“Abin Paralela” usou software israelense para espionar brasileiros

0
68
ABIN

“Abin Paralela” usou software israelense para espionar brasileiros. Uma investigação da Polícia Federal revelou que o governo do ex-presidente Jair Bolsonaro utilizou tecnologia israelense para espionar ilegalmente dezenas de milhares de brasileiros. O esquema, conhecido como “Abin Paralela“, operou entre 2018 e 2021 e teve como alvos jornalistas, políticos de oposição, advogados e até ministros do Supremo Tribunal Federal.
O relatório final da PF, cujo sigilo foi derrubado pelo STF, aponta que mais de 60 mil buscas de localização de celulares foram realizadas sem autorização judicial. Segundo os investigadores, o próprio Bolsonaro comandava a estrutura criminosa, articulada por seu filho, o vereador Carlos Bolsonaro.

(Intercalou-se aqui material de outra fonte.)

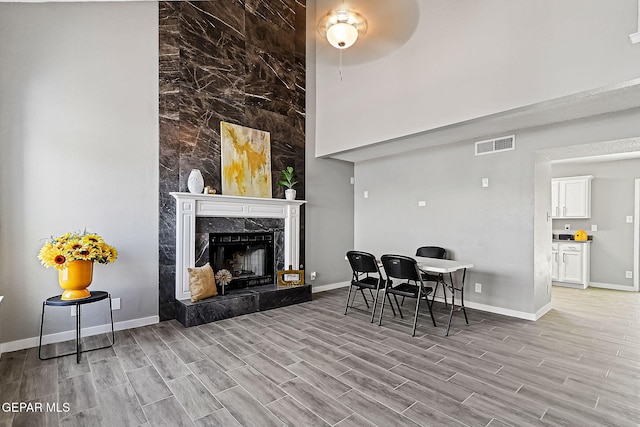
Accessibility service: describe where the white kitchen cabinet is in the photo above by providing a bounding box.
[551,241,591,289]
[551,175,593,218]
[551,243,559,280]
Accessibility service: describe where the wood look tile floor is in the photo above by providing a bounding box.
[0,288,640,427]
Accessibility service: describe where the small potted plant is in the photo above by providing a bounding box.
[278,166,298,200]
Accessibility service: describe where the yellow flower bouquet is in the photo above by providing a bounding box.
[38,230,118,270]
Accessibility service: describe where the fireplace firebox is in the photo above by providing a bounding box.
[209,232,275,290]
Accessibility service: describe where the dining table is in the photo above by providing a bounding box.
[415,256,473,336]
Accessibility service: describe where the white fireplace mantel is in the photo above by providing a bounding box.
[170,193,307,299]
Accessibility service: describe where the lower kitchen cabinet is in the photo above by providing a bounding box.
[551,241,591,289]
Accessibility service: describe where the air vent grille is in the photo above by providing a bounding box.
[476,135,516,156]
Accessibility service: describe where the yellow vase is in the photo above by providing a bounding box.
[58,261,93,300]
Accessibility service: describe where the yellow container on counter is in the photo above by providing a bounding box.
[573,230,589,242]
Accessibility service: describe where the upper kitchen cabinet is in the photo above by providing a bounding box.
[551,175,593,218]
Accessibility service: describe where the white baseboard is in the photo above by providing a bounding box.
[460,298,551,321]
[0,316,160,355]
[589,282,635,292]
[311,282,351,294]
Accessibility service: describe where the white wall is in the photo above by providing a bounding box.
[0,2,158,343]
[304,0,353,289]
[355,110,640,315]
[316,0,640,156]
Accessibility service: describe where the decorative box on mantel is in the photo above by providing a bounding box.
[170,193,306,300]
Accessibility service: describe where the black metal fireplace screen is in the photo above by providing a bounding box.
[209,232,275,290]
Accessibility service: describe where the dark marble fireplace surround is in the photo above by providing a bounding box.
[159,0,306,320]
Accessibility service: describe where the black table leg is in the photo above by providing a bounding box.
[76,304,82,363]
[38,302,46,360]
[445,268,469,337]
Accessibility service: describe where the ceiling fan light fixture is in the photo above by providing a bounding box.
[327,22,358,49]
[318,9,367,49]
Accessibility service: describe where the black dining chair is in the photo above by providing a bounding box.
[416,246,448,306]
[378,255,436,336]
[344,251,396,323]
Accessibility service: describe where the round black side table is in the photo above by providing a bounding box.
[38,291,116,363]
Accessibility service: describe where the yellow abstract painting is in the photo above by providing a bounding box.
[220,122,271,198]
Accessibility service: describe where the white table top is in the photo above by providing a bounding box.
[414,256,473,273]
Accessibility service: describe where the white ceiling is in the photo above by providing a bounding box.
[327,79,640,162]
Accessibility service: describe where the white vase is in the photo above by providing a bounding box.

Software israelense no centro do escândalo

A ferramenta central do esquema era o FirstMile, um software de geolocalização desenvolvido pela empresa israelense Cognyte (antiga Verint). O sistema, adquirido pela Abin no final de 2018, explora vulnerabilidades nas redes de telefonia para rastrear aparelhos celulares em tempo real.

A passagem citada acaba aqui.